Naturally, the nearly month-long waiting period to get back on the ice was frustrating for Marody. As if being sidelined wasn’t disappointing enough, missing out on Michigan’s stellar performances in trademark venues made the experience even worse.
In back-to-back weekends, Marody was forced to watch from home as the Wolverines played Penn State in Madison Square Garden and Michigan State in Joe Louis Arena in the “Duel for the D.” Those aren’t experiences that come around very often.
He was stuck on the outside looking in, as Michigan continued to build a case for being one of the most historic offenses in the past decade of college hockey — scoring 32 goals in the seven games he missed.
Despite his frustration, the time away from the ice may have been a blessing in disguise for Marody.
“Everything happens for a reason — nothing you can do about it besides coming back stronger,” Marody said.
“When you do something every day, you kind of lose how cool it is and how special it is. I think I gained that back, and that’s what has allowed me to be so successful in the past, to put that extra passion (into my game).”
Then there’s the music — another area into which he has put extra passion during his time away.
For most people, being sick with mononucleosis gives you a whole lot of time to sit around doing nothing.
While there was some of that for Marody, he also put a lot of time into schoolwork and playing the guitar, something he taught himself to do. And Sunday, he took it to the next level by starting to write his own song.
By Marody’s estimation, it only took him 30 minutes to write, and yesterday, he produced the final product — tweeting the YouTube link to the acoustic song.
Now, his Michigan teammates are just wondering which one of them will get a role in the next performance.

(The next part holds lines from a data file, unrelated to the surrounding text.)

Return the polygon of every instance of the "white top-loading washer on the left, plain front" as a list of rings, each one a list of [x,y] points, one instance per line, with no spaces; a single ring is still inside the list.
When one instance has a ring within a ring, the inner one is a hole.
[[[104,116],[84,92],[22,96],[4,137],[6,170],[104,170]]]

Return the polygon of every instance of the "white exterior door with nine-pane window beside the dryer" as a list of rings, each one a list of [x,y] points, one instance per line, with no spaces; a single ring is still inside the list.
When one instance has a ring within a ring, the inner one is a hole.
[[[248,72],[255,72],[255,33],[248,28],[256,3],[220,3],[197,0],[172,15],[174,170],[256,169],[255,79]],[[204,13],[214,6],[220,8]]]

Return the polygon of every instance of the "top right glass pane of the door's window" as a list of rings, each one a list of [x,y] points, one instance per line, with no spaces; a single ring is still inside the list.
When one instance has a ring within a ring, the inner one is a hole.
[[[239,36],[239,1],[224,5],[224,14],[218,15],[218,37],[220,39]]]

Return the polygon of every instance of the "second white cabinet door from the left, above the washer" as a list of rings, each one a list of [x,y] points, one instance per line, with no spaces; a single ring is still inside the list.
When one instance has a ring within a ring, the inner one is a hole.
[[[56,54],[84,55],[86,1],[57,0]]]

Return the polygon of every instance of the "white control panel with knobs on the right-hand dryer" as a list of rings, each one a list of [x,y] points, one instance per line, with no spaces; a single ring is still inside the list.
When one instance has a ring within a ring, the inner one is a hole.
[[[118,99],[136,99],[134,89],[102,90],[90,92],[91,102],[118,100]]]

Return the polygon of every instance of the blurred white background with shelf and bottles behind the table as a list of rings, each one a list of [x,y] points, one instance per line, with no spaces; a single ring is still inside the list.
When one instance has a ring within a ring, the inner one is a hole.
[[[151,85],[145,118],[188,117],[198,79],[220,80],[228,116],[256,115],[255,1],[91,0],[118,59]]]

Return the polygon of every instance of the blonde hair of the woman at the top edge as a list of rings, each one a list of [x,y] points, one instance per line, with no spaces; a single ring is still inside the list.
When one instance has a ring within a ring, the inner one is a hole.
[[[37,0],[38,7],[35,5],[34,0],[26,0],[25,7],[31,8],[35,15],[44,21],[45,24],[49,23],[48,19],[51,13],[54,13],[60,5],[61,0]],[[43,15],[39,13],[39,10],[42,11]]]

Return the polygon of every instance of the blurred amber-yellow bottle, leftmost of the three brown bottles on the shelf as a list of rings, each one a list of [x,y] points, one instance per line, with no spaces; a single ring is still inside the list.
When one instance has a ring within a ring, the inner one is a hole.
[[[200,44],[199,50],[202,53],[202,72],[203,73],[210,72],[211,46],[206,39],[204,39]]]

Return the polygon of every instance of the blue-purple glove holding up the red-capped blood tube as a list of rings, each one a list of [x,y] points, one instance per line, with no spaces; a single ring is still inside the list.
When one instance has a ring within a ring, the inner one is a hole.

“A lot of the guys have made jokes about getting featured, doing a little bit of background singing,” Marody said. “I think Boo would be good to incorporate a little bit of drumming in there, because he’s a big-time drummer. I don’t know about any background singing, but I think Boo would be good for drums.”
Coming down with mononucleosis also gave Marody a unique opportunity to take an extended period of time to learn from watching his teammates — specifically JT Compher.
Compher is about as close as Marody can get to a perfect example on the Wolverines’ roster.
The junior captain centers the first line, as Marody did on the third, and is second on the team in points with 43, good for third in the country. That’s without mentioning that Compher is ranked second nationally in assists, trailing leader Tyler Kelleher by just two.
But despite all of Compher’s eye-popping numbers that are largely a product of his finesse game, that’s not what stands out the most to Marody.
“He’s just a really smart player in the first place,” Marody said. “I think what really separates him is his grittiness and ability to stay on guys, win the little battles in the corners, all the things like that around the zone. He’s just relentless all around the ice, and I think I really want to implement that in my game.”
With Marody set to return to game action soon, potentially the non-conference game against Ferris State on Friday, taking what he has learned and translating it into results is a likely possibility.
Even with an illness, Marody has made the most of every minute off the ice as he did on it.
And while he missed the celebrity-like thrill of playing in the Joe or the “World’s Most Famous Arena,” maybe that will bode well for Michigan.